The benefits of VR (Virtual Reality) technology stem from its capacity to present a replica of any facility, situation or process to be used for assessment or training. Furthermore, when used effectively, VR can reduce risks in companies' operations. It can provide users with better work practices and improve hazard perception through instructions relevant to products, processes or working environment.  

– Such features are vital to accident prevention since traditional industrial safety training methods have mainly been monotonous and boring without adequate interactions of related tasks to stimulate learning and retention. This is particularly problematic as the current generation of employees is more conversant with games, devices, and programs. Learning within this sphere is more acceptable to them, says Ebo Kwegyir-Afful who will publicly defend his dissertation at the University of Vaasa, on Friday, 28th of October. 

Ebo Kwegyir-Afful bases these claims on the statistical evidence of experiments conducted at the Technobothnia research centre in Vaasa between 2017–2022. The experiments were designed to demonstrate the potential of VR in accident prevention during manufacturing processes and maintenance activities at facility conceptual stages. Two industrial 3D models were utilised: a lithium-ion battery manufacturing factory and a gas power plant. 

According to the experiment results, VR can boost the salient areas of industrial accident prevention: safety training, hazard identification and risk assessment (HIRA), and emergency preparedness and response (EPR) initiatives. These are the three core areas of industrial accident prevention according to the ISO 45001: 2018 standard.  

– When utilised appropriately, VR can enable industries to achieve significant safety countermeasures by increasing or improving safety training, HIRA and emergency preparedness and response initiatives to be more interactive and engaging. With these measurements the entire organizational safety management system will become more effective, says Ebo based on his doctoral study. 

 A significant part of the HIRA process includes controlling and mitigating perceived hazards for rectification while designing the factory model. To this end, the study emphasises safety countermeasures at the factory conceptual stages.  

Doctoral dissertation 

Kwegyir-Afful, Ebo (2022)Simulation-Based Countermeasures Towards Accident Prevention: Virtual Reality Utilization in Industrial Processes and Activities. Acta Wasaensia 492. Doctoral dissertation. Vaasan yliopisto / University of Vaasa. 

Publication pdf 

Public defence 

The public examination of M.Sc. Ebo Kwegyir-Afful’s doctoral dissertation “Simulation-Based Countermeasures Towards Accident Prevention: Virtual Reality Utilization in Industrial Processes and Activities” will be held on Friday 28th October 2022 at noonat the University of Vaasa, auditorium Kurtén. 
It is possible to follow the defence also online (Zoom, password: 379145).
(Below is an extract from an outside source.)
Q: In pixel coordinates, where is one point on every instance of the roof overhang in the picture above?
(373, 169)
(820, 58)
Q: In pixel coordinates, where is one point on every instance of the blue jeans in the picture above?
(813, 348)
Professor Jouni Kivistö-Rahnasto (Tampere University) and Docent, D.Sc. Arto Reiman (University of Oulu) will act as opponents and Professor Jussi Kantola as a custos. 


Further information

Ebo Kwegyir-Afful lives in Vaasa. He holds a Bachelor of Engineering degree from the Vaasa University of Applied Sciences (VAMK) and a Master of Science degree in Economics and Business Administration from the University of Vaasa. He was born in 1970 in Ghana.